O livro contempla outras situações em que os conflitos ideológicos vêm à tona. Em uma República Velha liberal, incrusta-se uma província regida por uma constituição própria, de fundo positivista, antiliberal, entre progressista e centralizadora, o Rio Grande do Sul. O contraste não será só feito de ideias, mas de projetos políticos, o que a Revolução de 1930 mostrou cabalmente. No positivismo social assumido pelos políticos gaúchos vitoriosos em 1930 encontra-se a arqueologia do nosso Estado-providência.

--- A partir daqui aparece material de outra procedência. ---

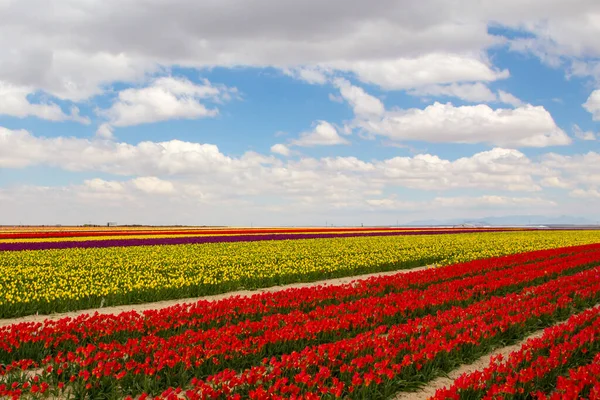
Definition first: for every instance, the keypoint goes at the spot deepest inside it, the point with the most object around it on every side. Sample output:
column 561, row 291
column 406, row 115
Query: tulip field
column 371, row 338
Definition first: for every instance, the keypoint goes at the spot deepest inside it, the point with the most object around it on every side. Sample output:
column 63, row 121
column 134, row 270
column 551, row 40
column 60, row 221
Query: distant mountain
column 510, row 220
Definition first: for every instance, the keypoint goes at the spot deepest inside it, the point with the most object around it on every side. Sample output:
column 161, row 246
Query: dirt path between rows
column 168, row 303
column 482, row 362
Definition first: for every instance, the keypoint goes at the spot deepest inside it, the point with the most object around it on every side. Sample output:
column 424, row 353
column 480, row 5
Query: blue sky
column 172, row 117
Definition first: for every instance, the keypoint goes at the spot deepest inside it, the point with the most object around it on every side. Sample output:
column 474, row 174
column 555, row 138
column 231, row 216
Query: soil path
column 482, row 362
column 168, row 303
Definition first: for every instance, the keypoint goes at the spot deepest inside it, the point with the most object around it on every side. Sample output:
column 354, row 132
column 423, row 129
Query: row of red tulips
column 378, row 363
column 190, row 232
column 538, row 369
column 431, row 329
column 579, row 382
column 40, row 339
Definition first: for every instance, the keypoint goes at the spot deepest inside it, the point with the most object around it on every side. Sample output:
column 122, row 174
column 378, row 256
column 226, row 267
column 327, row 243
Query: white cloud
column 363, row 104
column 14, row 102
column 527, row 126
column 312, row 75
column 166, row 98
column 324, row 134
column 206, row 165
column 187, row 174
column 429, row 69
column 281, row 149
column 555, row 182
column 583, row 135
column 73, row 50
column 104, row 131
column 508, row 98
column 592, row 105
column 154, row 185
column 472, row 92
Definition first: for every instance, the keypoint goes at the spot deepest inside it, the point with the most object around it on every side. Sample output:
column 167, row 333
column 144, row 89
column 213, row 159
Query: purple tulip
column 86, row 244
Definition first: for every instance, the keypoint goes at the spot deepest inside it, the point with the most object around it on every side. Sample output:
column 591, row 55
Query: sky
column 278, row 112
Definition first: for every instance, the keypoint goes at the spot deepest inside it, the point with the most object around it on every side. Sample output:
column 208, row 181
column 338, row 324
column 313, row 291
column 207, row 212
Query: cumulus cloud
column 186, row 174
column 165, row 98
column 583, row 135
column 471, row 92
column 429, row 69
column 154, row 185
column 362, row 103
column 14, row 102
column 526, row 126
column 499, row 168
column 324, row 134
column 507, row 98
column 592, row 105
column 73, row 50
column 280, row 149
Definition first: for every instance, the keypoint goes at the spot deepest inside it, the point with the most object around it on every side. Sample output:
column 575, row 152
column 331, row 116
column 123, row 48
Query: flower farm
column 435, row 299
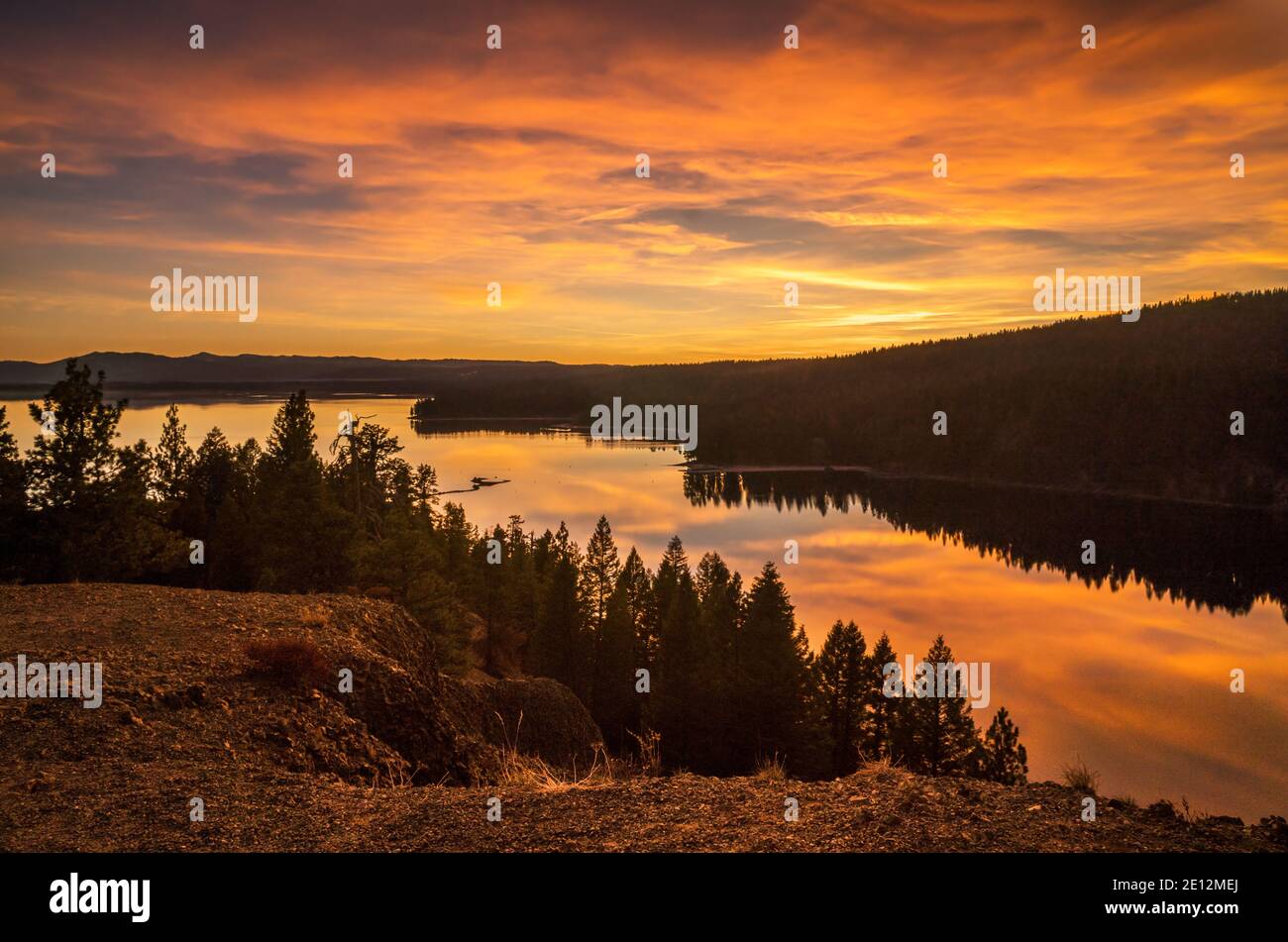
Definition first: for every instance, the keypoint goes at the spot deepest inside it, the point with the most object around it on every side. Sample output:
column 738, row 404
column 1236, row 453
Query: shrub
column 290, row 661
column 1080, row 778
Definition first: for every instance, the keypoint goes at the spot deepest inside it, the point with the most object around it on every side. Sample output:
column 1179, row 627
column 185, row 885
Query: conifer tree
column 1005, row 758
column 841, row 672
column 772, row 672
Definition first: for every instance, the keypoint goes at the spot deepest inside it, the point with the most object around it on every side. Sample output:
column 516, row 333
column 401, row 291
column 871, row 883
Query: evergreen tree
column 841, row 675
column 14, row 519
column 772, row 674
column 944, row 731
column 174, row 459
column 303, row 534
column 1005, row 760
column 881, row 709
column 682, row 663
column 599, row 576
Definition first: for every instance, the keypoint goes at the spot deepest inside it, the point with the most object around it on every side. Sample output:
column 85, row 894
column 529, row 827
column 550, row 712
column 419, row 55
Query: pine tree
column 682, row 668
column 599, row 576
column 881, row 708
column 172, row 459
column 69, row 471
column 14, row 517
column 945, row 741
column 841, row 674
column 1005, row 758
column 772, row 674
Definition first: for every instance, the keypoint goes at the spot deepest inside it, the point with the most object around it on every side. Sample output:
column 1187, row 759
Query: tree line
column 1087, row 403
column 720, row 675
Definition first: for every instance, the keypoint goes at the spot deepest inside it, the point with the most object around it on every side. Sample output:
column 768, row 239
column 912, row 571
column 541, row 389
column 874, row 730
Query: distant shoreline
column 1090, row 490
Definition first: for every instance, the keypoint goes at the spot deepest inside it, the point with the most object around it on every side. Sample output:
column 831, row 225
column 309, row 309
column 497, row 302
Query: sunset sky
column 518, row 166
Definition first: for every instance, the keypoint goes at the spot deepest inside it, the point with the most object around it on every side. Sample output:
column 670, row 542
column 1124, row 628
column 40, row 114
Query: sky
column 518, row 166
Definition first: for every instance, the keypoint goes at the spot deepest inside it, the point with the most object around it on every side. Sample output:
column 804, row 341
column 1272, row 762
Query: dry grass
column 532, row 773
column 290, row 661
column 771, row 769
column 651, row 752
column 1081, row 778
column 316, row 616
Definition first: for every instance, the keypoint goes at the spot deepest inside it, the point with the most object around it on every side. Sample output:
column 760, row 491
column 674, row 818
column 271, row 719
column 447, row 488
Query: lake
column 1124, row 665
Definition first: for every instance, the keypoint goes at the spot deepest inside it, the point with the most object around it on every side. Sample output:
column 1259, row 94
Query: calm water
column 1125, row 666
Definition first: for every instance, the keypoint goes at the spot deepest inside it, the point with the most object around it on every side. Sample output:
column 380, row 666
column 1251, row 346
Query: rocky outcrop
column 183, row 678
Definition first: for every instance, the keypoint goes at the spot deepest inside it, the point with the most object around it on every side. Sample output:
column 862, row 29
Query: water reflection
column 1206, row 556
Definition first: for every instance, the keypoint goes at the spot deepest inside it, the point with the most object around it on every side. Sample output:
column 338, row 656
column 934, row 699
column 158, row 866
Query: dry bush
column 1081, row 778
column 771, row 769
column 651, row 752
column 316, row 616
column 523, row 771
column 290, row 661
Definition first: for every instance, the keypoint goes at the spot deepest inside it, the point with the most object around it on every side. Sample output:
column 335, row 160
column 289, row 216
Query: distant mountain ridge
column 259, row 370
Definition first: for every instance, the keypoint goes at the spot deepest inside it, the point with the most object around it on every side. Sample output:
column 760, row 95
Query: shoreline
column 715, row 468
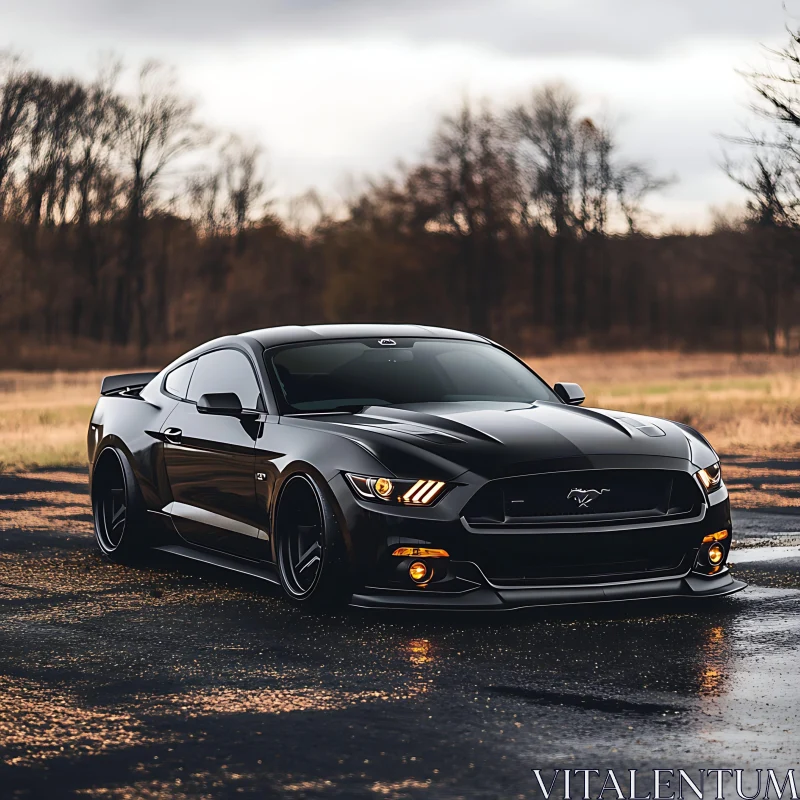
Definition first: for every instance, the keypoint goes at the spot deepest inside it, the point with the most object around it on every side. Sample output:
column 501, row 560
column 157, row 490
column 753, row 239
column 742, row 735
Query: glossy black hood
column 496, row 439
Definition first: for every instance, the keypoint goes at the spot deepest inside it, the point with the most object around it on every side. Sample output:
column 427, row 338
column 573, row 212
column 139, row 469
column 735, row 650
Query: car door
column 210, row 458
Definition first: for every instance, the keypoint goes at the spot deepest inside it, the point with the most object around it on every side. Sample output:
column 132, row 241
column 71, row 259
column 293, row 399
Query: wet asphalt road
column 180, row 681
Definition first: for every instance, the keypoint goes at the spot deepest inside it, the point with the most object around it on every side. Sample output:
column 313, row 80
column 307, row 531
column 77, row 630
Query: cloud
column 635, row 28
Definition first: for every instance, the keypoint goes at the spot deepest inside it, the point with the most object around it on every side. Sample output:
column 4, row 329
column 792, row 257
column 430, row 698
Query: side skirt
column 265, row 572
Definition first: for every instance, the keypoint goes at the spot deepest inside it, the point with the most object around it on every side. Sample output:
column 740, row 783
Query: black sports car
column 391, row 466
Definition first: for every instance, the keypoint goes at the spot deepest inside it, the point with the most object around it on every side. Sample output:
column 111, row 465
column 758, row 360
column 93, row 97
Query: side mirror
column 570, row 393
column 224, row 404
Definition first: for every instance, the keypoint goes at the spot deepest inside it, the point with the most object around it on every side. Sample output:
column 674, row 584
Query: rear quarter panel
column 129, row 424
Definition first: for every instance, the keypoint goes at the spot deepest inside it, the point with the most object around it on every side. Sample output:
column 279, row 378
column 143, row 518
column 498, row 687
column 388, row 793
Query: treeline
column 124, row 223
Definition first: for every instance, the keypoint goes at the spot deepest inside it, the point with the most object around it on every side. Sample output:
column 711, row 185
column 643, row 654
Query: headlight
column 711, row 477
column 405, row 493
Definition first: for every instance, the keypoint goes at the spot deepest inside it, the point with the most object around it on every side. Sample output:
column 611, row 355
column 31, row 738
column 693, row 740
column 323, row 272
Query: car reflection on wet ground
column 175, row 680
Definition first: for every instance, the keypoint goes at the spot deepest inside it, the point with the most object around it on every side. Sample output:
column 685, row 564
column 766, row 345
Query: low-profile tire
column 117, row 508
column 310, row 551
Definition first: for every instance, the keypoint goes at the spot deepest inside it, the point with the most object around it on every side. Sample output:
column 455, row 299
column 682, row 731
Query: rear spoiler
column 128, row 383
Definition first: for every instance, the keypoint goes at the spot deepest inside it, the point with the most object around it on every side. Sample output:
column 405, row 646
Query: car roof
column 288, row 334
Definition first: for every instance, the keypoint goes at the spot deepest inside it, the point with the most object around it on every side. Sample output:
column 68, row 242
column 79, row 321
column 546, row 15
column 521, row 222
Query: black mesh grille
column 554, row 506
column 587, row 497
column 547, row 557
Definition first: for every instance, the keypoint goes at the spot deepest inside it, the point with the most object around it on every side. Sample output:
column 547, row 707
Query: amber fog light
column 418, row 572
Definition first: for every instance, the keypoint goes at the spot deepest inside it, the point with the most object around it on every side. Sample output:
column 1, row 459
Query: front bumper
column 486, row 597
column 472, row 579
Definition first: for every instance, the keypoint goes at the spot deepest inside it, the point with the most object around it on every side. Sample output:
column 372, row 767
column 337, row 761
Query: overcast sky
column 339, row 89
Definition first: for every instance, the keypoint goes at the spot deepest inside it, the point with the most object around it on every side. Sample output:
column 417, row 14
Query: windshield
column 348, row 375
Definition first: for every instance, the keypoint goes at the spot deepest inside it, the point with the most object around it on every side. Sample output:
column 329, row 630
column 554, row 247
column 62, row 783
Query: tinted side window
column 178, row 380
column 225, row 371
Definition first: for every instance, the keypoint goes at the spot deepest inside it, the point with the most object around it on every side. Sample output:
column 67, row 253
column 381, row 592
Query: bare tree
column 244, row 186
column 15, row 95
column 545, row 131
column 157, row 128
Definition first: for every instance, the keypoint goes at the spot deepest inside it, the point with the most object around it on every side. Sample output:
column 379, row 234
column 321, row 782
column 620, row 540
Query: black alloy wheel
column 309, row 548
column 114, row 506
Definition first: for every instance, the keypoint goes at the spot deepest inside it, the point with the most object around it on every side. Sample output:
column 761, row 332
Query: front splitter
column 491, row 599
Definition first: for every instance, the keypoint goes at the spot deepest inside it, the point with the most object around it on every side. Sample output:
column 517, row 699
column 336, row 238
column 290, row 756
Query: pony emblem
column 585, row 496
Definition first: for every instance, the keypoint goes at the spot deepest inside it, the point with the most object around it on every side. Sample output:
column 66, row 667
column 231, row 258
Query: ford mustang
column 403, row 466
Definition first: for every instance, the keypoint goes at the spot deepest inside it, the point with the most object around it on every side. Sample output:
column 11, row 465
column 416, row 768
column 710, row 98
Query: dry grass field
column 747, row 405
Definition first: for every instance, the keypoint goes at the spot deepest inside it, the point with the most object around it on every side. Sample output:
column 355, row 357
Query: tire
column 117, row 508
column 310, row 551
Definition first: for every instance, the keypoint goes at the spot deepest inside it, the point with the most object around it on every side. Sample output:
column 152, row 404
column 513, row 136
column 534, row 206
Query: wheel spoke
column 310, row 557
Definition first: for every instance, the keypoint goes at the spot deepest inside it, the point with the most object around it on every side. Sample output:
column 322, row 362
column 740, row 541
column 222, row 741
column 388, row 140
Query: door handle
column 173, row 435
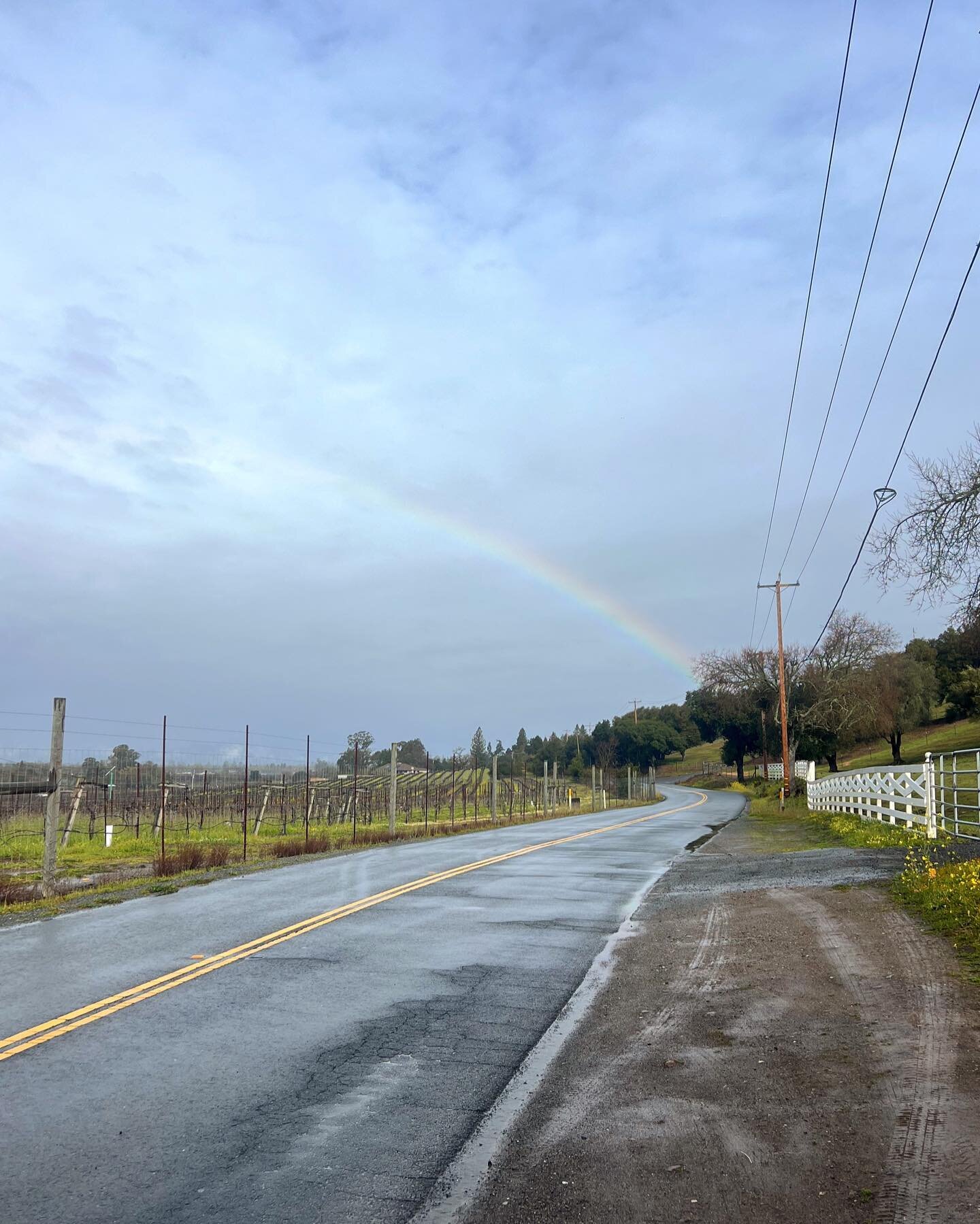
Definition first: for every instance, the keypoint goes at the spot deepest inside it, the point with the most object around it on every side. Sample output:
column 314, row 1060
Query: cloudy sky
column 421, row 365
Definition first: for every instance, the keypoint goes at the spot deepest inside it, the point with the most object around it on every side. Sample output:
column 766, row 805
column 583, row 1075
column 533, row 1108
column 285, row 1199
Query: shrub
column 191, row 856
column 12, row 891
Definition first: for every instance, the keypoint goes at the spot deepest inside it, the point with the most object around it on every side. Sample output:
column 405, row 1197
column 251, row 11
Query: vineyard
column 203, row 816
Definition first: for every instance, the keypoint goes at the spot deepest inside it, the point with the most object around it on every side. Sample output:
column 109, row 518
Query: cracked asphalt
column 332, row 1078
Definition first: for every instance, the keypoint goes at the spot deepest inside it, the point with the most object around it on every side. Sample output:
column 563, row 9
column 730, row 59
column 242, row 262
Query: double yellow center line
column 61, row 1025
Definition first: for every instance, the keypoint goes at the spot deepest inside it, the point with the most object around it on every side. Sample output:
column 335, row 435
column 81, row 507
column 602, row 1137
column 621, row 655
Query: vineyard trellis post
column 245, row 804
column 355, row 802
column 53, row 802
column 393, row 790
column 306, row 799
column 163, row 798
column 427, row 793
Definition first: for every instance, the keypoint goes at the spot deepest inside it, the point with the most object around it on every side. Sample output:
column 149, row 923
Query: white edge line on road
column 461, row 1181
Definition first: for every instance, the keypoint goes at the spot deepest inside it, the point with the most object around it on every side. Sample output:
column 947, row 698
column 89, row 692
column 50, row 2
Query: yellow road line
column 71, row 1020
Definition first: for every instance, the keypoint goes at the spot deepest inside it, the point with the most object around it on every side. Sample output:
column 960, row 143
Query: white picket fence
column 904, row 795
column 958, row 793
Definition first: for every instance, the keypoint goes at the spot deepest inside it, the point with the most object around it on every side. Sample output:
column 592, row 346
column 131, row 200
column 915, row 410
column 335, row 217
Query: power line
column 898, row 453
column 862, row 284
column 806, row 311
column 892, row 341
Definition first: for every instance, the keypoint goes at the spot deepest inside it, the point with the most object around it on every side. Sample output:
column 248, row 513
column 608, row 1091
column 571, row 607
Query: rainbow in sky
column 542, row 569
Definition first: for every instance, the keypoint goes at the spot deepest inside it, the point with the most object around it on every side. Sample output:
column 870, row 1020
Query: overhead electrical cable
column 806, row 310
column 891, row 342
column 860, row 286
column 898, row 453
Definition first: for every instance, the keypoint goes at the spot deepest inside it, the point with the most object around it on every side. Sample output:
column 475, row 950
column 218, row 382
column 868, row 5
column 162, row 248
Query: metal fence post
column 53, row 801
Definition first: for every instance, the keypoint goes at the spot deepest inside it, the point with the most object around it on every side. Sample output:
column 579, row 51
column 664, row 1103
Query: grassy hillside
column 937, row 737
column 692, row 759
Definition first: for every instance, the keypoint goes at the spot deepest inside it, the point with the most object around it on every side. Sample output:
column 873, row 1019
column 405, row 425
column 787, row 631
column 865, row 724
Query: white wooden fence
column 904, row 795
column 958, row 793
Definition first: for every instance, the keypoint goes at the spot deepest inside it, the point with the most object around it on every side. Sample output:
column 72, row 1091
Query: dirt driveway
column 779, row 1042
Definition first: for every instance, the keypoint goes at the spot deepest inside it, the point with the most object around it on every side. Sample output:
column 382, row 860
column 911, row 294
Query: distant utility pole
column 779, row 586
column 765, row 747
column 53, row 802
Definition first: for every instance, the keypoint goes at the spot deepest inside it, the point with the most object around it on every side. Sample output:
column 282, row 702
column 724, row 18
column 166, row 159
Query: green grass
column 796, row 828
column 692, row 759
column 947, row 899
column 267, row 850
column 937, row 737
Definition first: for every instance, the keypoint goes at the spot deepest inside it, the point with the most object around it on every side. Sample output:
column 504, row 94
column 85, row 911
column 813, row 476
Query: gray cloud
column 536, row 271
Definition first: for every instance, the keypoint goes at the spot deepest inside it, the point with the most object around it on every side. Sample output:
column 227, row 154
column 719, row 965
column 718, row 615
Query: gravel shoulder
column 778, row 1042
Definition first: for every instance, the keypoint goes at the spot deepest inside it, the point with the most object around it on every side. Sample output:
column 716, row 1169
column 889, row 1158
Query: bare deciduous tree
column 935, row 545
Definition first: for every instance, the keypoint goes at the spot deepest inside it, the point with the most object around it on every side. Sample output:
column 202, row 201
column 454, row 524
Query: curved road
column 312, row 1043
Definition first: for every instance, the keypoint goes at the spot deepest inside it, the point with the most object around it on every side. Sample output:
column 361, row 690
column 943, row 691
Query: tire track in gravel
column 698, row 977
column 919, row 1078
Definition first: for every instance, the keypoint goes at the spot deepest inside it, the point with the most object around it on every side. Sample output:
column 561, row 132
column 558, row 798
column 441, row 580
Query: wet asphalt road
column 331, row 1078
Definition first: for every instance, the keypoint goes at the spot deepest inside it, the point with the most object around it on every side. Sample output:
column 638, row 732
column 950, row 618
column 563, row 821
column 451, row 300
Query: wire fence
column 157, row 798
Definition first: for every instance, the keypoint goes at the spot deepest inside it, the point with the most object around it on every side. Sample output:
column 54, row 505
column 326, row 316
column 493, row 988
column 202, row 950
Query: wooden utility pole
column 765, row 748
column 779, row 586
column 53, row 802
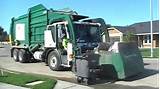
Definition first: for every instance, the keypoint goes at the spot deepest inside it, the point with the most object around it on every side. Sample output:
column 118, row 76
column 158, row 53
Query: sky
column 114, row 12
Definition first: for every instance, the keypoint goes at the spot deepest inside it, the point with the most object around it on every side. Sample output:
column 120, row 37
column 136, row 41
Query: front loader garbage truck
column 42, row 34
column 66, row 39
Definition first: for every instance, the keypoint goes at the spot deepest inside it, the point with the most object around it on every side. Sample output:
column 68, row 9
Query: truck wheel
column 22, row 56
column 15, row 55
column 54, row 61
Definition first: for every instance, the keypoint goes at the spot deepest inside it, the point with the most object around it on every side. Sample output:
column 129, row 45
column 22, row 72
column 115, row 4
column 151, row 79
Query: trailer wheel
column 22, row 56
column 15, row 55
column 54, row 61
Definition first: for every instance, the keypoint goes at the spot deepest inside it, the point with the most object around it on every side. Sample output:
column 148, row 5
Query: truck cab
column 81, row 36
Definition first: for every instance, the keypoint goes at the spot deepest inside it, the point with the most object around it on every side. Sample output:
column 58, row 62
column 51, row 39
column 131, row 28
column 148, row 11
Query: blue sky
column 114, row 12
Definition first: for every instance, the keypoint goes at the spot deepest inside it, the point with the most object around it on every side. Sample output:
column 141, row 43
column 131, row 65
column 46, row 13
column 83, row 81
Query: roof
column 125, row 29
column 139, row 28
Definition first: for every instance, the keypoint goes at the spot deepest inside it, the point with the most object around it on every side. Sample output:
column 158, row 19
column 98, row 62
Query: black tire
column 15, row 55
column 23, row 57
column 54, row 61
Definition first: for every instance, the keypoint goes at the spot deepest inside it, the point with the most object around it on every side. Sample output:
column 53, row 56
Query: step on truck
column 63, row 38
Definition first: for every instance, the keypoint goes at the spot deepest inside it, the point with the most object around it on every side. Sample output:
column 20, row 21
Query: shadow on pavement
column 118, row 86
column 144, row 74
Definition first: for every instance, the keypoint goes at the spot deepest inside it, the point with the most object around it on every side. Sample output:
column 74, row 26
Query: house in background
column 141, row 30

Outro exemplo que toca a tantos de nossa geração: no ano de 1956, o presidente Juscelino Kubitschek lança o seu plano de modernização que culminará com a fundação de Brasília; no mesmo ano, um correligionário de JK lança uma obra-prima que é toda fundada na revalorização e no aprofundamento das matrizes arcaicas do sertão mineiro – Guimarães Rosa publica Grande sertão: veredas.

Enfim, para não dizerem que ignorei o presente, o que é ser pós-moderno? Romper com a racionalidade moderna, ou levar às últimas consequências os processos técnicos e os pressupostos ideológicos da modernidade capitalista? Pós-moderno é anti-moderno ou ultramoderno? Se nada é simples no conceito de colonização, tampouco as faces da civilização contemporânea são uniformes.

Tirei alguma lição deste itinerário que já dura meio século? Certamente a suspeita de que a cultura é um encontro tenso de espelhamentos e resistências, transparências e opacidades, o que às vezes lhe dá a figura de enigma. Voltando me ultimamente para a obra do bruxo que habita esta casa e a todos nós, foi a palavra “enigma” que me ocorreu quando me dispus a decifrar o seu olhar, no qual me pareceu entrever um misto de crítica implacável e estoica resignação. Relendo Machado de Assis, tem sido este o caminho que venho percorrendo, e só Deus sabe se será o último.[3]

*Alfredo Bosi (1936-2021) foi professor Emérito da FFLCH-USP e membro da Academia Brasileira de Letras (ABL). Autor, entre outros livros, de Literatura e resistência (Companhia das Letras).

Publicado originalmente na revista Estudos Avançados Ano 19, no. 55, 2005.

Notas


[1] Em Leitura de poesia (org. de Alfredo Bosi), São Paulo, Ática, 1996, pp. 7-9.

[2] Otto Maria Carpeaux dá, em sua História da literatura ocidental, numerosos exemplos de resistência da literatura à ideologia dominante. Comentei alguns casos significativos em Literatura e resistência, São Paulo, Cia. das Letras, 2002, pp. 36-40

[3] Depoimento dado durante o III Ciclo de Conferências “Caminhos do Crítico”, na Academia Brasileira de Letras, em 10 de maio de 2005.